Sunday, September 8, 2013


I have re-posted two paragraphs from the previously posted Canberra Times article by Bill Eddy to once again stress how badly CIT has failed to confront the bullying issues and to point out (yes again) how we are yet to see results of the current investigation.

Bullying a practice for the whole workplace to solve
September 9, 2013
Bill Eddy

"■ Confidential lines of communication: Many bullies are in positions of authority over their targets. So lines of communication that require reporting such problems to one's immediate superior do not work. There need to be independent people for reporting bullying." 

Most people at CIT were bullied by their own managers who up to this date at CIT have been protected when staff did put in complaints. When I went to someone over the head of the bully, that person (and others) merely did everything possible to make sure justice was NOT done for me. This was not just my experience but the experience of everyone who reported bullying over at least a 10 year period.

Teachers  have to fill out Performance Management Agreements  at the start of each year/term or semester with their immediate manager. This is an opportunity to plan professional development and set goals for how they will facilitate the learning of their students. They have to declare how they will perform in their job and sign the document that contracst them to fulfill their obligations to their students and their workplace. Some managers at CIT have used this process as a tool to bully because as soon as they hit the management heights, they became  part of a protected breed at CIT. 

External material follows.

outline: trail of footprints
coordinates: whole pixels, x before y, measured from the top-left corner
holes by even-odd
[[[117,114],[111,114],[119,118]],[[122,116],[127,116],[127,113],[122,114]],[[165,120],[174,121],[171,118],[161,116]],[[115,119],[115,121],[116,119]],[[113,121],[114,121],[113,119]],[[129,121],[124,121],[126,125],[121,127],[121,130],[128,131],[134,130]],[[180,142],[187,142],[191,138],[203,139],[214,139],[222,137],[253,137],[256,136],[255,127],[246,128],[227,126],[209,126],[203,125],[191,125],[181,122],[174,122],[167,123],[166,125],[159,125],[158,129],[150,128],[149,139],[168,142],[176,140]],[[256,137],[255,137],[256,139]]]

My question is, why shouldn't  managers be required to formally and regularly show they are fulfilling their obligations to the staff they manage?

 If a confidential process was put in place where the staff member filled out an appraisal of their manager 1 to 3 times a year and this went to a person responsible to make sure lower management were fulfilling their obligations to manage - I believe we would see nowhere near the bullying many of us have experienced. A pattern would quickly emerge of bad managers and instead of TWO separate investigations into CIT by ACT Government Commissioners, upper management would have been required to intervene much earlier and perhaps have resolved conflicts in house.

 Consequences: There have to be real consequences for bullies that everyone can see. That way other potential bullies will be more careful to follow the rules and other potential victims will know that they will be protected."

Consequences? We are yet to see any transparent consequences for bad mangers at CIT, especially ones that "Everyone can see".  The new structure being put into place as we speak at CIT looks interesting. There seem to be managers who have suffered demotion by virtue of the fact that some of the areas they have previously been responsible for have gone to other managers. One manager with a 75% disapproval rating by staff (a  process demanded by the investigation) has been travelling from pillar to post in 'acting' situations. Are these real consequences?  Does this person get moved around until everyone forgets how hopeless they were until they are reinstated? Another manager who has countless complaints against them that DID show quite a pattern over the years - which pattern was blatantly ignored, - though having many visits to the principals office is STILL in a management position. Would any other workplace tolerate such abuse of its staff by allowing someone with complaints against them in double digit numbers to continue in their current position? 

 I fear it is just more of the same at CIT.